Be critical and abusive. There is a tremendous amount of research on the connection between trauma and eating disorders. Physical, sexual and emotional abuse creates a lack of safety and lack of control in our lives. Food becomes one of the only elements of life we can control. In many ways emotional abuse is more subtle. When we don’t give our children positive feedback and only pay attention to areas in which they fall short, they will grow up feeling like they are not good enough. Food becomes a comfort and never failing friend.
Encourage perfectionism. Expect straight As. Expect perfect behavior. Expect them to never make mistakes. When we consistently give children the message that falling short of perfection equals failure, they will never feel successful. When they see us verbally berate ourselves when we make mistakes, they learn by our example that it is unacceptable to fall short of perfection. When feeling out of control emotionally, it is easy to turn to an eating disorder and use food as a means for emotional control.
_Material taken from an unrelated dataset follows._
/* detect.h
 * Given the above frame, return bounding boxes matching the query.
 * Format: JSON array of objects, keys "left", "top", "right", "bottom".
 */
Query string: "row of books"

Withhold emotionally. When you are not emotionally present with your children, they pick up on this and don’t form a secure attachment. When children don’t form secure attachments to us, fears of abandonment can lead to self-destructive behaviors like eating disorders. When we have our own emotional issues, we are unable to be emotionally present in our relationships. Particularly if you have issues like depression or substance abuse, you cannot be present in your relationships. Getting the help you need now will ultimately lead to a healthier future for your children.
Nurture your own eating disorder. Your own dissatisfaction with your body has a HUGE impact on your children, particularly your young daughters. The more you discuss how much you dislike your body, the more your child will start to question theirs. It is likely that their shape bears some resemblance to yours, so it would be easy for them to question their own looks. Constantly dieting and talking about foods you should and shouldn’t eat will help to build the foundation for an unhealthy relationship with food. Addressing your relationship with food will help your children to form a healthier relationship with it as well.
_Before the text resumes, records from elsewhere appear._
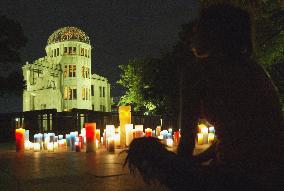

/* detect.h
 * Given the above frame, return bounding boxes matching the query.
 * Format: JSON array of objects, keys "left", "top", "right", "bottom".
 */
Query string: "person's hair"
[{"left": 195, "top": 4, "right": 252, "bottom": 56}]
Use food for rewards and punishments. Using food to soothe an upset child automatically sets up a conditioned response for emotional eating. The same could be said for using food as a reward. Withholding food as a punishment teaches children that they must always be in control of their food because their control may be taken away at any time.
Ultimately, we are not the cause of the issues our children might develop, but we can heavily influence their future. If you have a child who has developed an eating disorder, this is in no way an attempt to point the finger at you and call you a bad parent. There are many factors outside of our control that contribute to eating disordered behavior, like genetic predisposition. The biological component is huge, but in the words of Cynthia Bulik, “Genes load the gun and the environment pulls the trigger.” My intent is to illustrate ways we unconsciously impact our children. This is true of parents, but it is also true of aunts, uncles, grandparents, teachers and coaches. Any adult who interacts with children impacts them. My hope is that we will all be more aware and by addressing our own issues, help our children to become happy and healthy adults.